The Internet probably brought you this article in the blink of an eye. I say probably since Internet services sometimes wobble. We’ve all experienced such wobbles: slow-loading webpages, videos that keep buffering, confusing time lags in Internet calls or stuttering screens during online games.

Such wobbles are inconvenient at best. At worst they prevent the development and uptake of time-sensitive services delivered over the Internet. If you’ve ever used Internet telephony, you wouldn’t want air traffic or surgical equipment to be controlled through somebody’s home broadband. The Internet currently doesn’t reliably accommodate time-sensitive applications.

That’s because the Internet’s design is committed to connectivity rather than punctuality. Behind the scenes, routes on the network might be changing to ensure your data always has a path it can use to reach across the global network. These paths span independently-managed networks, and applications don’t have much agency in determining how punctually data is received at the destination.

This makes sense when it comes to some of the original uses of the Internet: small delays typically make no difference when it comes to emails, message boards and file downloads.
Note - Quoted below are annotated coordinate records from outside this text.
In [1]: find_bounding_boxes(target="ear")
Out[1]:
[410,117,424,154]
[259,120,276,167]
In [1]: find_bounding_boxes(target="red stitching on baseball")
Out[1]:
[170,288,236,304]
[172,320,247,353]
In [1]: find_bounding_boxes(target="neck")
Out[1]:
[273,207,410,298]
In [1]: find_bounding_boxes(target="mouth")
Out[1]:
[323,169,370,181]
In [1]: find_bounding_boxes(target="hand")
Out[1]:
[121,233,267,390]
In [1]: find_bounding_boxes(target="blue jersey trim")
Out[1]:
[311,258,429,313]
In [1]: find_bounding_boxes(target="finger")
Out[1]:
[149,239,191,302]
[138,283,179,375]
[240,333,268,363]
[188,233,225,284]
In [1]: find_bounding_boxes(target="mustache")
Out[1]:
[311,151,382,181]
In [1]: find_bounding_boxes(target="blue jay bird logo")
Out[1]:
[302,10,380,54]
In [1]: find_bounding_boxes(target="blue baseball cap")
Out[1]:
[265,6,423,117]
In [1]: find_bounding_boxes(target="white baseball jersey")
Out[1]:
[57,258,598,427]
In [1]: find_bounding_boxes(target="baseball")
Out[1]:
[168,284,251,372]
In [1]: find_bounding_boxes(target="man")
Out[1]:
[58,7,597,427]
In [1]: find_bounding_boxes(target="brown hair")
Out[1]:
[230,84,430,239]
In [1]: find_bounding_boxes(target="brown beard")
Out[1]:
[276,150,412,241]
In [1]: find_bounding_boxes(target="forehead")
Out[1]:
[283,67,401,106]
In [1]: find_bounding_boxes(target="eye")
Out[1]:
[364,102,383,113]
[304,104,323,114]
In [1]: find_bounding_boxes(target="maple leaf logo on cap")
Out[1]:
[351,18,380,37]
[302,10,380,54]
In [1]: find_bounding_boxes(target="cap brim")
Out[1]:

But it’s more problematic when it comes to real-time communication. An early example of this from the 1970s was Voice Funnel, a system to make calls across networks involving a predecessor of our Internet.

To have a punctual Internet, the Internet’s design needs to get a better grip on latency. For example, latency is the time it takes for your voice to reach another person over Skype, or the time it takes a Web server to respond to your browser’s request. There are different kinds of latency, but they all add up to the same thing: a delay in the time it takes to do something.

Small delays typically make no difference when it comes to emails, message boards and file downloads. But it’s more problematic when it comes to real-time communication.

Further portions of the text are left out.